For the first population size of 50, what this will look like is dN/dt = 0.15∙50∙(1 - 50/500). When you type all this into your calculator, what you get is that the dN/dt, or the instantaneous population growth rate, is going to be 6.75, and the units will be owls per year. That's when the population size is 50 individuals.
For each of these other ones, all we need to do is basically just copy the same exact thing and substitute the values of N. So, for the population size of 250, the calculation becomes dN/dt = 0.15∙250∙(1 - 250/500) which equals 18.75 owls per year. This is the answer for when the population size is 250 individuals.

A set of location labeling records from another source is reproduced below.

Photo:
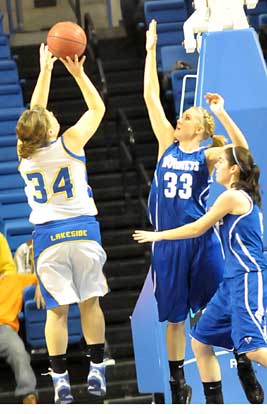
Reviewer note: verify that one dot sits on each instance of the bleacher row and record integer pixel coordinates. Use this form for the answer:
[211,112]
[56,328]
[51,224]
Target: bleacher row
[14,210]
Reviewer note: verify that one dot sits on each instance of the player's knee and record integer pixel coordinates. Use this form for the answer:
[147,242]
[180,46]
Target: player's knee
[177,327]
[199,348]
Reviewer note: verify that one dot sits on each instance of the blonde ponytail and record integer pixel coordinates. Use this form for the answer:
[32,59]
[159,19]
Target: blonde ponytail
[218,141]
[209,128]
[32,131]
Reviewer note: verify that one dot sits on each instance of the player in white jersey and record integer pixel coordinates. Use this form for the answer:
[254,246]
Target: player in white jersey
[236,315]
[67,244]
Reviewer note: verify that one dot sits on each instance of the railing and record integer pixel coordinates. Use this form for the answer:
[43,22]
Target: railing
[128,158]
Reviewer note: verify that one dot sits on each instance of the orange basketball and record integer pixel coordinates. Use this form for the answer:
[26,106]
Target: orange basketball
[66,39]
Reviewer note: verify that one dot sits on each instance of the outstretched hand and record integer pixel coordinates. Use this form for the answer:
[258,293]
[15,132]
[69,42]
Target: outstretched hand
[142,236]
[47,60]
[151,36]
[75,67]
[40,303]
[215,101]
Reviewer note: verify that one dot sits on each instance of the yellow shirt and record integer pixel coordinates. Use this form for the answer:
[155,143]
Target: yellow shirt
[11,287]
[7,264]
[11,297]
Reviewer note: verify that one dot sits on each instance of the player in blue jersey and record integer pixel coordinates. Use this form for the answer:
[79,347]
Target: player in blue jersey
[186,273]
[235,316]
[67,244]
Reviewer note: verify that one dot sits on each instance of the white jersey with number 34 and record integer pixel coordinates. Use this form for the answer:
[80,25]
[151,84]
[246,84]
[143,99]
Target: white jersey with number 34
[56,184]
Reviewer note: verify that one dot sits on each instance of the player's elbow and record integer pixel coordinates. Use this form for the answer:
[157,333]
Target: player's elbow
[196,230]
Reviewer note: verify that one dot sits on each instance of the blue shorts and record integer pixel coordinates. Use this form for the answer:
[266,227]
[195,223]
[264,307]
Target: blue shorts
[186,274]
[235,316]
[68,260]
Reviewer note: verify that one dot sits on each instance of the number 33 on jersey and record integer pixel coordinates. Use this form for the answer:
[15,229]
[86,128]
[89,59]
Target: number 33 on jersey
[180,188]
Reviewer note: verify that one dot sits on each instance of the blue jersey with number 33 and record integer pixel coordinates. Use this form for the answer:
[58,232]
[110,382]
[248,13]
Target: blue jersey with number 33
[180,188]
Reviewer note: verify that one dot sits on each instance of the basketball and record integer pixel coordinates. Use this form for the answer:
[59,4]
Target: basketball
[66,39]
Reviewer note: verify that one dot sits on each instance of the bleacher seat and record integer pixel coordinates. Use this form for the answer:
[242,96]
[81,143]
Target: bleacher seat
[168,34]
[165,11]
[10,96]
[8,120]
[5,52]
[171,54]
[8,71]
[35,321]
[254,14]
[1,22]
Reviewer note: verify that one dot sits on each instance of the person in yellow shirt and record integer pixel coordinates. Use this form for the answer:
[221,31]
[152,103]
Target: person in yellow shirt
[12,348]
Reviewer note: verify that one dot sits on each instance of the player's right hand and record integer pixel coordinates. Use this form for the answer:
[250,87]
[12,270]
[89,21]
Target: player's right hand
[151,35]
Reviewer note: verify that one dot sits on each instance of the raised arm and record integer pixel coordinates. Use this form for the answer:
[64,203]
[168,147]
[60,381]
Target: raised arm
[77,136]
[162,128]
[216,103]
[237,137]
[42,87]
[224,204]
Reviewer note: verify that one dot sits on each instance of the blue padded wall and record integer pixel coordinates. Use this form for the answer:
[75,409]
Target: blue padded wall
[231,63]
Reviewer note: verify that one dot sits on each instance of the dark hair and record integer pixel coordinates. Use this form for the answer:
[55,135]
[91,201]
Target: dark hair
[32,131]
[249,172]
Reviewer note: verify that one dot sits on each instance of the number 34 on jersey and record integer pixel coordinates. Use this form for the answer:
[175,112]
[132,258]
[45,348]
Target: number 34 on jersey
[61,184]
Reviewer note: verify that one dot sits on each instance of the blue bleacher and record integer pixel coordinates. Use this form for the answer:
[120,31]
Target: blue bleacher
[173,53]
[35,321]
[4,47]
[1,22]
[165,11]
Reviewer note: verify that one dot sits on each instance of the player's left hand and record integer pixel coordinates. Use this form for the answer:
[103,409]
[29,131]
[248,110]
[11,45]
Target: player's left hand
[47,60]
[40,303]
[142,236]
[215,101]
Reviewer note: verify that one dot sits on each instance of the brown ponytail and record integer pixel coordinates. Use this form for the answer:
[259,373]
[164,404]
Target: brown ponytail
[32,131]
[249,172]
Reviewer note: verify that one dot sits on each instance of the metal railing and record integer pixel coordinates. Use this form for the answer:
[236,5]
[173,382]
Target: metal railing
[128,158]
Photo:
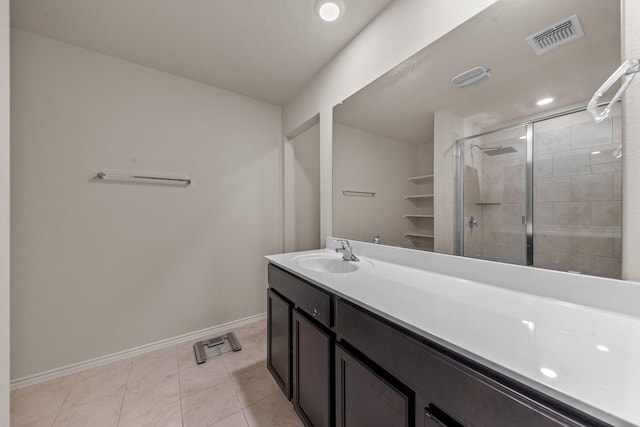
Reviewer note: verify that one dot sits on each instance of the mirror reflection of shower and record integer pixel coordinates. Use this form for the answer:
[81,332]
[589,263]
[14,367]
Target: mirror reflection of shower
[546,193]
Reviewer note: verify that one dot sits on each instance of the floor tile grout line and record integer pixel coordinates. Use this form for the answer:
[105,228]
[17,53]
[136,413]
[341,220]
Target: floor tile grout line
[124,393]
[179,388]
[75,380]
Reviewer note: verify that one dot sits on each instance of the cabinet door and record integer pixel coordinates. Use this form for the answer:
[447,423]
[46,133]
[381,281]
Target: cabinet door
[363,398]
[312,358]
[279,340]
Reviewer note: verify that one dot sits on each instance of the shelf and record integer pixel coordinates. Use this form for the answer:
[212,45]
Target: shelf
[419,196]
[423,236]
[419,178]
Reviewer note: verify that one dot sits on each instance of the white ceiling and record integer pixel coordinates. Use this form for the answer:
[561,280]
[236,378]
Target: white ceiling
[264,49]
[401,104]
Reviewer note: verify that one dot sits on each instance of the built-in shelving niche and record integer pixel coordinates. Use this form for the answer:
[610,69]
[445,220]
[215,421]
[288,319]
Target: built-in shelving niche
[420,214]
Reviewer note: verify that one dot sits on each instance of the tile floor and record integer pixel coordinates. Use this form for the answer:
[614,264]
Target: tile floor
[164,388]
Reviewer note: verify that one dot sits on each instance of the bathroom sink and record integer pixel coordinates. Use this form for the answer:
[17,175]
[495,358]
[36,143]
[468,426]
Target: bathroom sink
[327,264]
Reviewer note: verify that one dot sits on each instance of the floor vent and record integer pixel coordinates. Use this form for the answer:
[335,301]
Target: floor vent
[216,346]
[556,35]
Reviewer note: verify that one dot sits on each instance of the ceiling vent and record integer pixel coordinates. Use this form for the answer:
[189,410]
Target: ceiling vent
[556,35]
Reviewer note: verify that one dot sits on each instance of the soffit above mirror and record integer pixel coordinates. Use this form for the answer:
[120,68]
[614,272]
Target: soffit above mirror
[400,104]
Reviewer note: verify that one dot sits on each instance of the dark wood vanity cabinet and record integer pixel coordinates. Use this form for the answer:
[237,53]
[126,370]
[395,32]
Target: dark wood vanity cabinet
[279,341]
[344,366]
[312,384]
[365,398]
[298,330]
[449,392]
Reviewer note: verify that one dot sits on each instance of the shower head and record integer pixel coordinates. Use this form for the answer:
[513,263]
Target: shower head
[495,151]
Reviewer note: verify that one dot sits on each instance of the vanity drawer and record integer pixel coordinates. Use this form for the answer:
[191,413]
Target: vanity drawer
[303,295]
[469,397]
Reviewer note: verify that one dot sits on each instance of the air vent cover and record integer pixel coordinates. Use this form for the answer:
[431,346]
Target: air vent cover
[556,35]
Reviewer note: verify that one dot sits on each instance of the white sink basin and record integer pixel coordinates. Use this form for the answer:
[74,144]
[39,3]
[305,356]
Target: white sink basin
[328,263]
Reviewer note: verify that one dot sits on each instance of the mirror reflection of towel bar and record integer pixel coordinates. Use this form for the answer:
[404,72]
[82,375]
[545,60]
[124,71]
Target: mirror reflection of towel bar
[358,193]
[142,179]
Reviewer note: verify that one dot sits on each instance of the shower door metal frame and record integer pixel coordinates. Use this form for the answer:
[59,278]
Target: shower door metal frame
[528,218]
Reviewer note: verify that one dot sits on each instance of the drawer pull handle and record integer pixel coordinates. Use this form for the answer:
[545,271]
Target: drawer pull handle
[440,417]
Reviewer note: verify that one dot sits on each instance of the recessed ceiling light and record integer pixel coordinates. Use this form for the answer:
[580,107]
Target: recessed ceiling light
[545,101]
[329,10]
[548,372]
[469,77]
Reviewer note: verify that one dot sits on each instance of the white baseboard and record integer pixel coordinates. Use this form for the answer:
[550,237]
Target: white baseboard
[103,360]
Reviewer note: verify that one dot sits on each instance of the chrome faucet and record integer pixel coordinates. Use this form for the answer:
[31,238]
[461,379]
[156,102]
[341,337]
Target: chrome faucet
[346,251]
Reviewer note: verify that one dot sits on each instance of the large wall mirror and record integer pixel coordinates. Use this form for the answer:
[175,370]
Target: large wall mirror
[483,170]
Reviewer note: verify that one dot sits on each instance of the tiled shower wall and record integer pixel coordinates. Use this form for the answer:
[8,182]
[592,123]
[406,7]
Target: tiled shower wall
[578,195]
[495,197]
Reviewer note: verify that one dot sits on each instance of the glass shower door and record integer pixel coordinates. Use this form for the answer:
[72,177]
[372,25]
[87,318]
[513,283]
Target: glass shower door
[493,218]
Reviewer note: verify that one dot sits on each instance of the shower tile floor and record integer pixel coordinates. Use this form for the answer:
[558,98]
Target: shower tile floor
[164,388]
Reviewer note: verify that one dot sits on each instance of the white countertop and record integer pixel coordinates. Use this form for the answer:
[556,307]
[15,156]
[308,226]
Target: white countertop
[583,350]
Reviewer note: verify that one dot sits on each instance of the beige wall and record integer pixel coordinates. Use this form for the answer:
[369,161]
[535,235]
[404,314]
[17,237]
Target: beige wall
[306,148]
[367,162]
[631,138]
[98,268]
[4,213]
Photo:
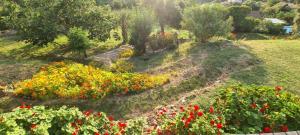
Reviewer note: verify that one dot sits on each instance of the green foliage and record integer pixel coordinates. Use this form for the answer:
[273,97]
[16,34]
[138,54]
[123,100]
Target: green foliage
[168,13]
[39,120]
[159,41]
[250,109]
[71,80]
[297,22]
[240,22]
[206,21]
[141,27]
[124,22]
[40,23]
[78,40]
[270,28]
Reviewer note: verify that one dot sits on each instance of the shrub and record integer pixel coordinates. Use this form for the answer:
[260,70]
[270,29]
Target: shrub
[126,53]
[141,28]
[71,80]
[162,41]
[206,21]
[239,14]
[191,120]
[41,23]
[253,109]
[38,120]
[78,40]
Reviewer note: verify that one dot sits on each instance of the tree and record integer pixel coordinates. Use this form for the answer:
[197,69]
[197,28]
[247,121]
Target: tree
[168,13]
[78,40]
[141,27]
[297,22]
[40,23]
[239,14]
[207,20]
[123,20]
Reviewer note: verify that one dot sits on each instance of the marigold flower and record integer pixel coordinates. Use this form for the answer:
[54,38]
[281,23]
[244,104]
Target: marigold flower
[267,130]
[219,125]
[33,126]
[278,88]
[200,114]
[110,118]
[284,128]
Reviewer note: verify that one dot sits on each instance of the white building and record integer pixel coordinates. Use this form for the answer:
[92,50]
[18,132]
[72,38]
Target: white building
[235,1]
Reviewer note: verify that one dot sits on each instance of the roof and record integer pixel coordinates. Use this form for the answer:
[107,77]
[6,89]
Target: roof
[275,20]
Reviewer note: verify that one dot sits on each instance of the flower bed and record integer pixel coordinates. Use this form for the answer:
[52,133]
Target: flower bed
[256,109]
[79,81]
[40,121]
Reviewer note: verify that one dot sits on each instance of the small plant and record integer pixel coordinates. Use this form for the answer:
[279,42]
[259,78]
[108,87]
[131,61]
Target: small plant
[190,120]
[39,120]
[122,66]
[72,80]
[126,53]
[255,109]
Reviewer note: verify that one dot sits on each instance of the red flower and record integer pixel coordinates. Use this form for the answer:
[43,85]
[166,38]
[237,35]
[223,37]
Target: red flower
[278,88]
[284,128]
[33,126]
[23,105]
[267,130]
[110,118]
[181,108]
[87,113]
[122,125]
[196,107]
[99,114]
[212,122]
[211,109]
[253,105]
[262,110]
[219,125]
[200,114]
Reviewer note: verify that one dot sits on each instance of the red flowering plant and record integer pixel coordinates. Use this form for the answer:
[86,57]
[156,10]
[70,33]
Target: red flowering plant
[39,120]
[256,109]
[190,120]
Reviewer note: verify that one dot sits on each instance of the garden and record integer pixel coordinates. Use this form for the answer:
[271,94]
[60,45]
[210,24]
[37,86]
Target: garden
[149,67]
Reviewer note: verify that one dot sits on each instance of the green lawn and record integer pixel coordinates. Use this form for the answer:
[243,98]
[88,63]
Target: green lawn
[280,61]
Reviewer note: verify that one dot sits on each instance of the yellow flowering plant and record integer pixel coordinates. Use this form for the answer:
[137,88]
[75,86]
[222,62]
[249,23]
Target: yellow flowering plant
[73,80]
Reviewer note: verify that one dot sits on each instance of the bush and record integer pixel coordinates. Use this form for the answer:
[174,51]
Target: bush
[38,120]
[255,109]
[240,22]
[78,40]
[191,120]
[122,66]
[71,80]
[162,41]
[271,28]
[142,25]
[207,20]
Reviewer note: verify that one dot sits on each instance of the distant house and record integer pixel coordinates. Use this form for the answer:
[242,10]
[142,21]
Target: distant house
[235,1]
[286,29]
[275,20]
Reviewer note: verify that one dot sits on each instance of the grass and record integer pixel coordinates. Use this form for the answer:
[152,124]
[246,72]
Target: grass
[280,60]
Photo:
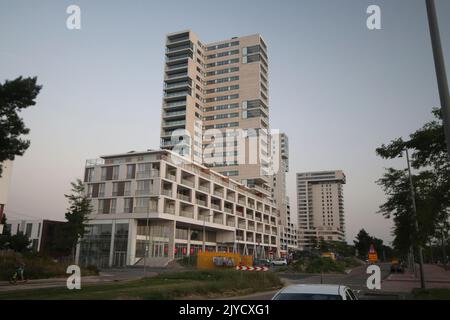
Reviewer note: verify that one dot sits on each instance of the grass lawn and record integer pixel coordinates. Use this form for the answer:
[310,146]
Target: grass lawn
[431,294]
[165,286]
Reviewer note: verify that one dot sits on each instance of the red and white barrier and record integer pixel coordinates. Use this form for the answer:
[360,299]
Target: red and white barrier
[248,268]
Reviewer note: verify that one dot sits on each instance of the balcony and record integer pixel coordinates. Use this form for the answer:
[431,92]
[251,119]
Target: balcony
[169,210]
[179,48]
[147,174]
[176,94]
[187,182]
[179,57]
[170,176]
[183,197]
[230,223]
[187,214]
[204,188]
[201,202]
[143,192]
[177,67]
[174,114]
[167,124]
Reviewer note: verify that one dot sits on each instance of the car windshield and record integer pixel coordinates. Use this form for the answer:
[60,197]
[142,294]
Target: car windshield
[306,296]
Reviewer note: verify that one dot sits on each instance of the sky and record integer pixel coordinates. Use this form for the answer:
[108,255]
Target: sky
[337,89]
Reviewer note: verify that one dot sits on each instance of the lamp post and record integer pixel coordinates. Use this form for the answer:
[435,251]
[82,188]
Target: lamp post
[440,68]
[204,231]
[416,223]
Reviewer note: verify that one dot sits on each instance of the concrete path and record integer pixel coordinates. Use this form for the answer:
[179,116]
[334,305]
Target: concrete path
[435,277]
[105,276]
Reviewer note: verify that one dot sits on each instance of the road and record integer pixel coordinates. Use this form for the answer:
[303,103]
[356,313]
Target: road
[356,280]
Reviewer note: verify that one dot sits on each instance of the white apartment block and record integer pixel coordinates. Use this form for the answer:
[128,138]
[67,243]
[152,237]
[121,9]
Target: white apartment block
[320,206]
[5,181]
[170,207]
[216,103]
[288,231]
[31,228]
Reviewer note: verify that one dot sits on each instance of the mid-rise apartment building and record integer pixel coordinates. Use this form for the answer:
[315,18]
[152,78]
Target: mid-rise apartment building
[288,231]
[40,232]
[320,205]
[160,203]
[216,105]
[5,181]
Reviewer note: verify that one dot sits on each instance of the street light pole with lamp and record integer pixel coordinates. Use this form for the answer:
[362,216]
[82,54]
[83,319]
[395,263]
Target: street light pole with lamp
[204,231]
[416,223]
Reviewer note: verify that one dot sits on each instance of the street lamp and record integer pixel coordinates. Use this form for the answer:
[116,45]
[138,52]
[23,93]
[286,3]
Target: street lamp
[440,68]
[204,231]
[416,223]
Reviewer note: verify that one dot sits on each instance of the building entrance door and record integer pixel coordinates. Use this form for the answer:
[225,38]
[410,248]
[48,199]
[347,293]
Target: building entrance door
[120,259]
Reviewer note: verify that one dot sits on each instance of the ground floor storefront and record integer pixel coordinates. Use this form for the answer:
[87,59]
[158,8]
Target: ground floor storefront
[125,242]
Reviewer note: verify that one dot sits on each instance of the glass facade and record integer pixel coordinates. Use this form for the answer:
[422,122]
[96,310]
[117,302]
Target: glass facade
[95,245]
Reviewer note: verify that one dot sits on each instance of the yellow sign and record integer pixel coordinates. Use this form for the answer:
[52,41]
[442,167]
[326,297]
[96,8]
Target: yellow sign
[373,257]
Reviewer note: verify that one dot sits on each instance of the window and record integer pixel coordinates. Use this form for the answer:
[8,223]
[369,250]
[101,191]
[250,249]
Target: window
[101,189]
[131,171]
[128,205]
[29,227]
[89,175]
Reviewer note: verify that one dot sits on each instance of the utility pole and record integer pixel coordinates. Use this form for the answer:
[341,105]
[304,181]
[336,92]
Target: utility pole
[444,254]
[440,68]
[416,223]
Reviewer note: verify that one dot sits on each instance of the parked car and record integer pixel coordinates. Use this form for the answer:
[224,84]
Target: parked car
[261,263]
[315,292]
[279,262]
[397,267]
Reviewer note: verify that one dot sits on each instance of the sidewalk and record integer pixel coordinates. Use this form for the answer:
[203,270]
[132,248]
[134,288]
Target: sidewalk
[112,275]
[435,277]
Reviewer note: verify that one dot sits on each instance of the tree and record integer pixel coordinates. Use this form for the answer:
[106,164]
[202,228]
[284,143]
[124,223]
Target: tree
[363,242]
[15,96]
[431,182]
[5,236]
[77,216]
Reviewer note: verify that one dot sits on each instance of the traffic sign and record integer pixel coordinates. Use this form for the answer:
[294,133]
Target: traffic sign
[249,268]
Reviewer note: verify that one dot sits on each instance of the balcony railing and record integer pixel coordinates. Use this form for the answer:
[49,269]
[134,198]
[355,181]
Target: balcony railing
[201,202]
[174,123]
[175,113]
[183,197]
[230,223]
[177,75]
[177,66]
[176,94]
[187,214]
[170,210]
[187,182]
[188,46]
[170,176]
[147,174]
[143,192]
[145,209]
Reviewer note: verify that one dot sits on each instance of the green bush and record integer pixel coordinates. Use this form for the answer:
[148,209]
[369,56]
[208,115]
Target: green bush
[321,265]
[35,266]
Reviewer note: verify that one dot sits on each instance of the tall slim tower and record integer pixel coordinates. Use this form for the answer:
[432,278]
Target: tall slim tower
[320,205]
[216,105]
[288,231]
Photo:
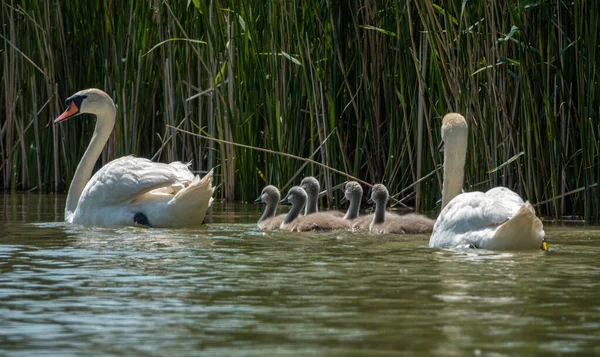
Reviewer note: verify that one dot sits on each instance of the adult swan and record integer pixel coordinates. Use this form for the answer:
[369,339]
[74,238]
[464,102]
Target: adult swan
[129,190]
[497,219]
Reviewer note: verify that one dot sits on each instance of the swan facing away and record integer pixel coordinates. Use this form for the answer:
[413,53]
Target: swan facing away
[129,190]
[497,219]
[269,221]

For the last, with a population size of 450, the calculation is dN/dt = 0.15∙450∙(1 - 450/500) which once again provides a result of 6.75 owls per year.
Notice that this answer is the same as the first and that's because, once the population size reaches half of the carrying capacity, which notice 250 is half of 500, which is the carrying capacity, the population growth rate begins to decrease. In the stages, when the population size is increasing towards 250, this growth rate will continuously increase. Once it hits half the carrying capacity, it reaches a peak in the instantaneous population growth rate at 18.75. From that point on, as the population size increases, the population growth rate continuously decreases. So, for 50 and 450, being equidistant from half the carrying capacity, they will share the same instantaneous population growth rate.
These are the answers to this example problem. That concludes this example, and I'll see you all in our next video.